Over came the boom, and then high it skied, and then the wind took it and slit the sail from boom to gaff and off to leeward went the sloop.
Too much sheet that time, thought poor Bess, and could have cried at herself. And might have cried if she had nothing else to do. But no time now. Her little sloop was rolling and pitching in the seas, and drifting, always drifting; and in that snow there was no seeing how fast she was drifting in to the ledge; but fast enough, no doubt.
No use wailing over it. Bess took to bailing, and the work kept her from thinking overmuch of herself; only she couldn't help picturing her father with his Bible, and her stepmother waiting up for her. And Sammie? Never another dance or kiss from Sammie. And oh, the black disgrace of it if she was lost in the bay, when maybe they found her body ground to pieces on the ledge! There would be those who would say—what wouldn't they say—of her that couldn't hide her likin' for him up to the dance at Shepperd's?
III
The tail of the night found Leary striding over the hills. "Going to heave her herrin' overboard, are they? And she'll never clear for home, hah? She won't, eh?" And over the hills he ran. In and out, up and down, over the crests, and at last down the tangled slope across moss-grown rocks where lay the tide-tossed kelp, and onto the beach, where in the dawn he came suddenly on them.
A great shout went up when they were certain 'twas he; and down upon him presently they bore.
"Two hundred of 'em, maybe," calculated Leary, and looked wistfully toward where his vessel should have been laying to anchor. "If I weren't such a hand for skylarkin' she'd be lay-in' there now with Tim Lacy standin' by the old six-pounder, and she loaded to the muzzle with nails and one thing and another, ready to sweep the beach of 'em." And somewhat sadly he waited for the mob; and, waiting, wondered how Bess was making out, for the squalls were chasing each other off the hills, and out beyond the little harbor, all whitecapped, lay the open bay.
As a sea sweeps up and buries the lone rock under its surge, so did it seem to Leary that the mob must overwhelm him as he stood there alone on the beach. Annihilation!
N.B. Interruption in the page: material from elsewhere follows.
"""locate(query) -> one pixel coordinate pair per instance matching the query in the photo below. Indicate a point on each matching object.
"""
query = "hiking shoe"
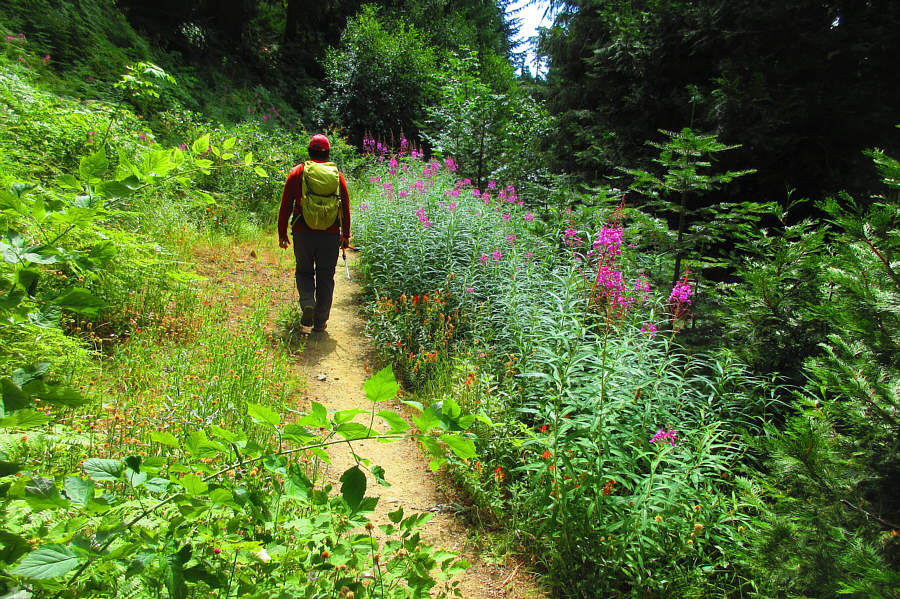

Their gestures and imprecations, as they drew near, implied nothing less. "Well, let it come!" and from his mind flew all but one clear idea. He would deal them all the damage he could before they overbore him; and if under their heels on the sand they strove to crush the life out of him, he would reach up and grasp as many as his arms would circle.
And then he heard the hail from behind him. He flashed a look. Yes, there was the vessel, and it was Tim Lacy calling. She was coming into the wind. Her jibs were down by the run. Ay, and there was the rattling of her chain-anchor.
"Skipper, oh, skipper," came the hail again, and he heard the hoisting of a dory. To one hand was the mob which meant his destruction; to the other hand by the open water to the vessel if he could make it. He had farther to go than they, but they were mostly in oilskins, and he was a rarely active man. That he knew. Away he went over the little bowlders.